Puisque le cinéma de Hong Sang-soo compte de nombreuses scènes de questions-réponses avec un réalisateur (Les Amours d’Oki, Un jour avec, un jour sans), autorisons-nous aussi de partir du Q&A organisé par la Quinzaine à l’issue de la projection de De nos jours… lors du dernier Festival de Cannes. Le cinéaste y décrivait l’idée à l’origine de son film : après avoir pris en photo ses deux acteurs, Kim Minh-hee et Ki Joo-bong, Hong Sang-soo a parcouru un matin sa galerie d’images et y a retrouvé les deux clichés côte à côte sur l’interface de son smartphone. Cette découverte fortuite et anodine lui a inspiré la structure de ce film bicéphale qui suit, en montage alterné, une même journée dans la vie de Sangwon, un actrice en retrait de l’industrie cinématographique, et de Hong, un poète qui essaie d’arrêter, non sans difficultés, le tabac et l’alcool. Encore plus que dans les précédents films du cinéaste, la mise en abyme de sa relation avec sa compagne ne fait ici aucun doute (le film s’ouvre sur un grand miroir), mais les liens qui unissent les deux pôles du récit sont, au départ, moins évidents. Le principe ludique de De nos jours… consiste à alterner entre deux situations qui ne se répondent qu’indirectement, au gré d’échos plus ou moins explicites. Seules les mentions, pour l’actrice, d’une rencontre avec un poète qui l’a un jour inspirée, d’une habitude culinaire commune (une sauce très épicée ajoutée à des ramyuns) ou d’un goût partagé pour les siestes prolongées, nous suggèrent que les deux personnages se connaissent.
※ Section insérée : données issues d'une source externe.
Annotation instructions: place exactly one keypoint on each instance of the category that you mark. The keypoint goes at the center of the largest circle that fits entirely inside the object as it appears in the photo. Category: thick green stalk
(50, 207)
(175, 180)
Sangwon et Hong ne se croisent ainsi jamais mais ne cessent de tisser des liens invisibles entre eux, au fil d’un échange in absentia pris en charge par le montage. De manière équivoque, le chat que nourrit Kim Minh-hee pendant la scène d’ouverture est prénommé « Nous » : il s’agit d’être à la fois seul et ensemble. Le récit prend d’ailleurs une tournure un peu dramatique au moment où le félin se volatilise, laissant craindre une fracture (le film est, contrairement à La Romancière, en apparence très apaisé). Précaire comme la texture de l’image, avec les mêmes blancs surexposés que Juste sous vos yeux, le montage n’est en effet qu’une corde fragile reliant les deux personnages, qui tissent par ailleurs chacun des interactions plus ou moins superficielles : l’actrice est hébergée chez une amie peu aimable et accueille sa cousine de retour d’un voyage au Brésil ; le poète, qui connaît selon un intertitre « une popularité grandissante auprès des jeunes », est quant à lui suivi par une étudiante documentariste et interrogé par un acteur en formation, venu lui demander des conseils.
Parmi les derniers films du cinéaste, De nos jours… est l’un des plus drôles, mais aussi l’un des plus simples (après le superbe in water, summum de minimalisme). Certaines scènes sont complètement dénuées d’enjeu (par exemple la première, qui se repose essentiellement sur la beauté souveraine d’un chat nonchalant), tandis que le récit s’achemine sur la solitude du poète, après le départ des deux jeunes avec qui il a cédé à la tentation de l’alcool et de la cigarette. « Pour atteindre la sincérité, il faut enlever les couches » recommandait Sangwon à sa cousine, un peu plus tôt dans le récit. C’est le beau paradoxe de ce film sous le signe du « Nous », qui se conclut sur un dépouillement absolu : un homme, seul sur une terrasse en béton, allume sa cigarette et boit un verre de Black Label en regardant l’horizon. De nos jours… est peut-être ainsi le film le plus réflexif du Hong Sang-soo « dernière période », celui où il se met le plus en scène. En écho à l’évolution récente de sa méthode, puisqu’il occupe désormais quasiment tous les postes au tournage, Hong (et son double) apparaît esseulé mais aussi étrangement apaisé, heureux d’être triste et enfin seul.